Figura 2: imagem de tomografia computadorizada fase portal com segmentação em 2D dos lobos direito (cor salmão) e esquerdo (cor amarelo), do tumor (cor rosa escuro), veia porta (cor rosa claro), artéria hepática (cor vermelho) e veias hepáticas (cor azul), mostrando que apenas pequena porção do nódulo comprometia o lobo esquerdo.
Figura 3: reconstrução 3D. Lobo direito amarelo opaco e lobo esquerdo marrom transparente. Tumor rosa escuro e veia porta rosa claro. Novamente mostrando que apenas pequena porção do nódulo se encontrava no lobo esquerdo.

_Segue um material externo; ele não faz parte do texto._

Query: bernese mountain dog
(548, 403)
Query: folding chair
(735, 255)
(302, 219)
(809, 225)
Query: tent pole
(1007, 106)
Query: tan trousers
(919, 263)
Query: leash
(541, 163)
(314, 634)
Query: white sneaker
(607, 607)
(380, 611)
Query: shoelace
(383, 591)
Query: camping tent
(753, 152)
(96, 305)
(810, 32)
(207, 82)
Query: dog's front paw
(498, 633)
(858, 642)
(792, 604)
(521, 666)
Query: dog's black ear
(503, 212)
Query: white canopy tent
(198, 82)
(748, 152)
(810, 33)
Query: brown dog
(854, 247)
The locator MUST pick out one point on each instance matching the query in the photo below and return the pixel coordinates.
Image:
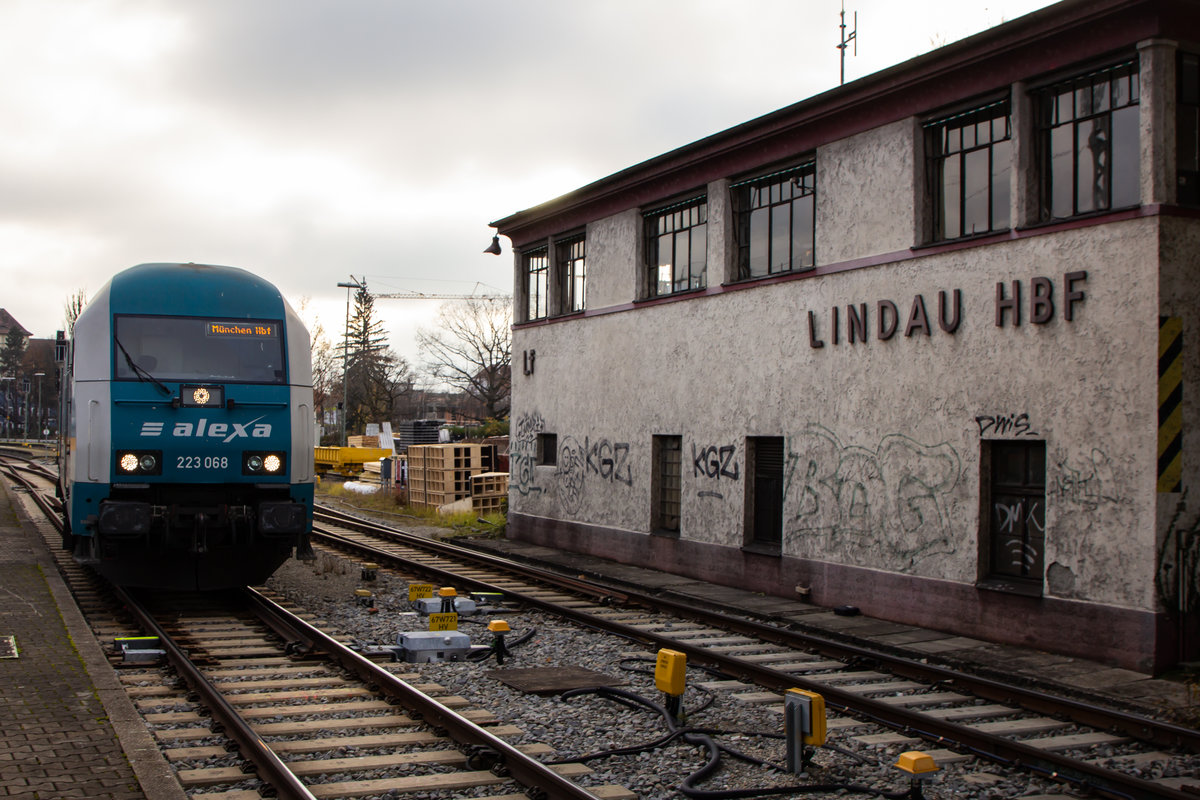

Figura 4: reconstrução 3D. Fígado marrom transparente. Veias porta e hepáticas em azul e tumor em rosa escuro. Notar o espaço entre o nódulo e a veia hepática média, dando margem para preservação da mesma na cirurgia.
Caso 2:
Paciente masculino de 57 anos operado de câncer de sigmoide e apresentando boa resposta à quimioterapia para tratamento de múltiplas metástases hepáticas.
Apresentava 9 nódulos no total, sendo que uma delas determinava obstrução da veia hepática direita e mantinha amplo contato com a veia hepática média e a outra afilava a veia hepática esquerda. Foi considerado inoperável por não haver drenagem venosa no remanescente hepático futuro.
Mudança de avaliação sobre operabilidade
Realizou angiotomografia computadorizada com reconstruções 3D e volumetrias que mostraram presença de duas veias hepáticas acessórias no lobo direito e colaterais venosas que drenavam as tributárias da veia hepática direita para tais veias acessórias.
Com isso, estava garantida a drenagem venosa dos setores anterior e posterior direitos. A distribuição dos tumores nos segmentos V, VI e VII era periférica, aspecto facilmente visto na reconstrução 3D, por isso, as nodulectomias poderiam ser realizadas com baixas dificuldades.
O lobo esquerdo não teria drenagem venosa e o nódulo do segmento VIII era de difícil ressecção.
O volume do remanescente hepático futuro (segmentos I, V, VI e VII) era de 53%. Não era necessária nenhuma estratégia de aumento hepático, mesmo após quimioterapia com medicações hepatotóxicas. O paciente era operável.
Atualmente, somente a cirurgia tem potencial curativo para esses casos, oportunidade essa que foi dada ao paciente após cuidadoso planejamento pré-operatório.
Figura 1: tomografia computadorizada fase portal mostrando os 2 tumores que comprometiam as veias hepáticas direita, média e esquerda.
Figura 2: Vista cranial da reconstrução 3D das veias hepáticas e cava inferior (em azul) e dos tumores (em rosa). Veias hepáticas direitas acessórias (setas) com colaterais que drenam as tributárias da veia hepática direita principal.
Figura 3: Vista lateral direita da reconstrução 3D das veias hepáticas e cava inferior (em azul) e dos tumores (em rosa). Veias hepáticas direitas acessórias (setas espessas) com colaterais que drenam as tributárias da veia hepática direita principal (seta fina).
Figuras 4, 5 e 6: vistas oblíquas da reconstrução 3D das veias hepáticas e cava inferior (em azul) e dos tumores (em rosa), mostrando a distribuição periférica dos tumores no lobo direito.